Some Reduction Operations to Pairwise Compatibility Graphs

TL;DR

This paper investigates the properties of pairwise compatibility graphs (PCGs), providing reduction techniques and characterizing certain graph classes as subsets of PCGs, with applications in bioinformatics.

Contribution

It introduces necessary and sufficient conditions for PCGs based on cut-vertices and twins, enabling reductions and identifying subclasses within PCGs.

Findings

Complete k-partite graphs are subsets of PCGs.

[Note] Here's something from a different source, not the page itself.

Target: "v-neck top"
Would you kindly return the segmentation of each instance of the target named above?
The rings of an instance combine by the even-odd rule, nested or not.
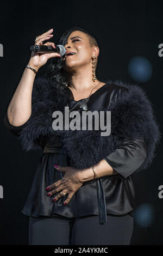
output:
[[[105,84],[91,94],[87,102],[88,109],[93,111],[102,104],[104,105],[108,94],[111,93],[111,96],[115,97],[112,86],[111,84]],[[79,111],[80,106],[83,105],[87,99],[83,99],[79,101],[69,99],[67,103],[70,110]],[[26,125],[26,123],[20,126],[11,125],[7,113],[4,122],[9,130],[18,137],[20,132]],[[67,194],[55,202],[53,202],[52,199],[60,192],[52,197],[47,196],[48,192],[46,191],[46,188],[61,179],[60,172],[54,168],[53,165],[60,165],[62,143],[60,136],[51,135],[41,136],[39,142],[44,151],[38,163],[22,212],[34,217],[61,215],[77,217],[90,215],[99,215],[96,179],[84,182],[66,205],[63,204]],[[49,153],[50,149],[54,147],[56,150],[55,153]],[[46,149],[48,149],[48,153],[46,153]],[[133,215],[136,202],[131,175],[145,161],[146,154],[145,142],[143,138],[140,138],[125,141],[118,149],[104,158],[106,162],[118,173],[117,175],[102,177],[107,214]],[[62,154],[62,166],[70,166],[70,164],[67,153],[64,151]],[[63,175],[64,173],[62,173]]]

Cactus graphs are subsets of PCGs.

Reduction techniques for PCGs based on graph properties.

Abstract

A graph $G=(V,E)$ with a vertex set $V$ and an edge set $E$ is called a pairwise compatibility graph (PCG, for short) if there are a tree $T$ whose leaf set is $V$, a non-negative edge weight $w$ in $T$, and two non-negative reals $d_{\min}\leq d_{\max}$ such that $G$ has an edge $uv\in E$ if and only if the distance between $u$ and $v$ in the weighted tree $(T,w)$ is in the interval $[d_{\min}, d_{\max}]$. PCG is a new graph class motivated from bioinformatics. In this paper, we give some necessary and sufficient conditions for PCG based on cut-vertices and twins, which provide reductions among PCGs. Our results imply that complete $k$-partite graph, cactus, and some other graph classes are subsets of PCG.